21 de mayo 2012 - 00:00

Cumbre europea decidirá si adopta receta del G-8

Las principales ocho economías del mundo se reunieron el fin de semana en Camp David para evaluar la salida de la crisis europea. Hubo consenso en seguir con el ajuste, pero apuntalarlo con estímulos monetarios y económicos, como EE.UU.
Las principales ocho economías del mundo se reunieron el fin de semana en Camp David para evaluar la salida de la crisis europea. Hubo consenso en seguir con el ajuste, pero apuntalarlo con estímulos monetarios y económicos, como EE.UU.
Chicago - El presidente Barack Obama, y la jefa del Gobierno alemán, Angela Merkel, coincidieron, durante un encuentro al término de la cumbre en Camp David, en que impulsar el crecimiento no significa abandonar las reformas fiscales, sino que ambas deben ir en «tándem». El mandatario estadounidense trató de tranquilizar a Merkel, poniendo bien claro que la «top priority», según él, es tomar medidas inmediatas para reforzar economía y empleo.
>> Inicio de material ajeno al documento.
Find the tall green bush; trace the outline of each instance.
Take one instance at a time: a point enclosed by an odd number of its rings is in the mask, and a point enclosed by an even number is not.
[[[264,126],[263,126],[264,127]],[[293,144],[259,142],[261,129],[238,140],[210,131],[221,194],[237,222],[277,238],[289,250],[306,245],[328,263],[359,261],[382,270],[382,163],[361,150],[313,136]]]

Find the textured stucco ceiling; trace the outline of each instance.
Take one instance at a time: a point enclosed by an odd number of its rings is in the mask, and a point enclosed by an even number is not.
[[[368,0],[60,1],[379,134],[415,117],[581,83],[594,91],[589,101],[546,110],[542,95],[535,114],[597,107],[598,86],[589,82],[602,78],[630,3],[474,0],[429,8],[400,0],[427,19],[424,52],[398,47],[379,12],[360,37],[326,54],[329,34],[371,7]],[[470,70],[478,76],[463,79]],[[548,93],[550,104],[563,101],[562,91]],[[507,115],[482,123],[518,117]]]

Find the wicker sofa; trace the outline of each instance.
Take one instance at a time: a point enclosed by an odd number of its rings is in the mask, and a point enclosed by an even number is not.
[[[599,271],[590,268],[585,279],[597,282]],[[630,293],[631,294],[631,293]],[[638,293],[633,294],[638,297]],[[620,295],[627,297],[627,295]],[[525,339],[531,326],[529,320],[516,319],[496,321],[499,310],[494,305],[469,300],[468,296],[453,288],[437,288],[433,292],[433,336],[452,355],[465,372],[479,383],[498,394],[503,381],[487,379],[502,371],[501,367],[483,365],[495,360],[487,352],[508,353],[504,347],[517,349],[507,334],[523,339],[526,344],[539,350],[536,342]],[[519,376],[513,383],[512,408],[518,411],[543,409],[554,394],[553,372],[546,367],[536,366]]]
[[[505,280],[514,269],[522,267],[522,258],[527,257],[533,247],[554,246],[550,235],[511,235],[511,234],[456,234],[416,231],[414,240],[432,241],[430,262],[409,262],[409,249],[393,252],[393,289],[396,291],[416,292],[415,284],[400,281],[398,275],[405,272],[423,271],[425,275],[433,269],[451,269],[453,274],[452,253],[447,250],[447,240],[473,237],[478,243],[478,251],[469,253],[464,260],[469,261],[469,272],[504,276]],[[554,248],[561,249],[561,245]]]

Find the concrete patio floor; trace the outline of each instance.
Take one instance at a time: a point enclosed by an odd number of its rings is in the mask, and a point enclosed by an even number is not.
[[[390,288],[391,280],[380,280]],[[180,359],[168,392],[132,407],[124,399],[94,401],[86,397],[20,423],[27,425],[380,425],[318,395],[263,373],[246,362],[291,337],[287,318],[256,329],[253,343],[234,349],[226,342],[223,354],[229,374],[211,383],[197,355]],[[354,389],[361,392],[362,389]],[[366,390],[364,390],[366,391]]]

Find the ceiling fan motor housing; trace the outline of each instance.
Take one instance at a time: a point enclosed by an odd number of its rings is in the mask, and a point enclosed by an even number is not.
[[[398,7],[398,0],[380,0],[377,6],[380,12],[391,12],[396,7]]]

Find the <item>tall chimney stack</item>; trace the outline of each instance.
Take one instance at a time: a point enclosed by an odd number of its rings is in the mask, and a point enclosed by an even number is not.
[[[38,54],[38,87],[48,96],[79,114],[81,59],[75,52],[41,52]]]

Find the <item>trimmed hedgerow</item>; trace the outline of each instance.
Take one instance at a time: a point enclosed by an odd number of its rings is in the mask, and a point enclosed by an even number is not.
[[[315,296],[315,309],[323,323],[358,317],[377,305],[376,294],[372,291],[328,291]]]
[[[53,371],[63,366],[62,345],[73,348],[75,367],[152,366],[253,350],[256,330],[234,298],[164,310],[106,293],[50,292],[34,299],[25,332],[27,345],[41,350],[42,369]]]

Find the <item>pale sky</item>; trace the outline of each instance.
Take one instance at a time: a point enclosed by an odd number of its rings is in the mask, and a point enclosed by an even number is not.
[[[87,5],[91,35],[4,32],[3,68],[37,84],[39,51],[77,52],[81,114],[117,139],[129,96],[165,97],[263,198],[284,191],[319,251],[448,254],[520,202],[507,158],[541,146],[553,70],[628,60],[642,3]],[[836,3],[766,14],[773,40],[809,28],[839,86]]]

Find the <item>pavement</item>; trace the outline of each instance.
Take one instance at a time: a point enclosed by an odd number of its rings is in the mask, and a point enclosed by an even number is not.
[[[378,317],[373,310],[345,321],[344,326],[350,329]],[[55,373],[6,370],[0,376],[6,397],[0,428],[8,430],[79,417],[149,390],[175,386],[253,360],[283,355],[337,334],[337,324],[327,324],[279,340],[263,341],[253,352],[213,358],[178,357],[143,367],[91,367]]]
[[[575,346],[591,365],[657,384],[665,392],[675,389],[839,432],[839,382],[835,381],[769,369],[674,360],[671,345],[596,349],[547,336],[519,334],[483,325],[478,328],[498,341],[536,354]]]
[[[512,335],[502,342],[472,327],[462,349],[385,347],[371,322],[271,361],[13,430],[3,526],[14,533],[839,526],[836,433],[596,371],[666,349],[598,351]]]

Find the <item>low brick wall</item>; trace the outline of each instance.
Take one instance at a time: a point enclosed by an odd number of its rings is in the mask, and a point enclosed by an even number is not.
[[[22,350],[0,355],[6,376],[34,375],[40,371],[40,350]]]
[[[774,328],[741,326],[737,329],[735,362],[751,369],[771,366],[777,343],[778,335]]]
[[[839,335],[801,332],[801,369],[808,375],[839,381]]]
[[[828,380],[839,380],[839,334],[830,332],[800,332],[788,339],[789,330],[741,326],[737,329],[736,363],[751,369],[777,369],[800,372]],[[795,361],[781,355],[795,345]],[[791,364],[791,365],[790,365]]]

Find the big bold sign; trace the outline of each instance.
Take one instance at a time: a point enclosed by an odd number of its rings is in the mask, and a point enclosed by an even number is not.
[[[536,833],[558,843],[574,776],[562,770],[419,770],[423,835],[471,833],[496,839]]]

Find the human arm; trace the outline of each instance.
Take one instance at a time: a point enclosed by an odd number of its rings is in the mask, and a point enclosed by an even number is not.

Aunque la canciller alemana se mantuvo como la adalid de las medidas de austeridad necesarias para combatir la crisis, tras el encuentro con Obama ambos coincidieron en que reactivar el crecimiento no significa abandonar la vía del rigor.

En Camp David pesó la línea Obama-Hollande-Monti, es decir, la que proclama el crecimiento como prioridad. Ahora todos los ojos están puestos en los mercados -para ver cómo juzgarán el inicio del nuevo curso- y en la cumbre europea de jefes de Estado y de Gobierno europeos, que el miércoles deberán decidir si adoptan o no la receta del G-8. En Bruselas se entenderá, por tanto, si se dan las condiciones para pasar de página, respecto de la línea de austeridad absoluta hasta ahora impuesta por el dúo Merkel-Sarkozy. Obama, en el encuentro bilateral con la canciller alemana, ha tratado de convencerla de que su liderazgo en Europa no está en peligro y de que Berlín puede ser líder en el crecimiento, así como hasta ahora lo ha sido en el frente del saneamiento de las finanzas públicas. Los dos al final se dijeron a favor de que crecimiento y consolidación de balances vayan juntos, pese a que la decisión sobre medidas rápidas a favor de la recuperación, sobre todo en Europa, no puede ser aplazada por más tiempo.

Un concepto ampliamente compartido por el italiano Mario Monti, que en una entrevista a la cadena televisiva CNN ha subrayado cómo la disciplina de presupuesto, si no va acompañada por otras políticas, se resuelve sólo en austeridad. Monti ha señalado cómo la línea del rigor no debe abandonarse y ha llamado a una mejoría de la gobernanza europea.

En primer plano, de todos modos, siempre siguen presentes las inquietudes sobre Grecia y la preocupación por los bancos, sobre todo en España. El jefe de Gobierno español, Mariano Rajoy, rechazó la propuesta de Hollande. «No necesitamos ayudas europeas», dijo. Pero la verdadera pesadilla sigue siendo Grecia, y en ambas orillas del Atlántico se ve claramente el riesgo del contagio y del efecto «dominó» vinculado a un eventual derrumbe de Atenas.

El G-8 reiteró que Grecia, respetando los compromisos asumidos con la comunidad internacional, debe permanecer en el euro. Pero todo parece pendiente de un hilo: el de las nuevas elecciones del 17 de junio. «Es una cita crucial para Grecia y para Europa», dijo Monti.

Para el premier británico, David Cameron, ese voto es de hecho un referendo sobre el euro.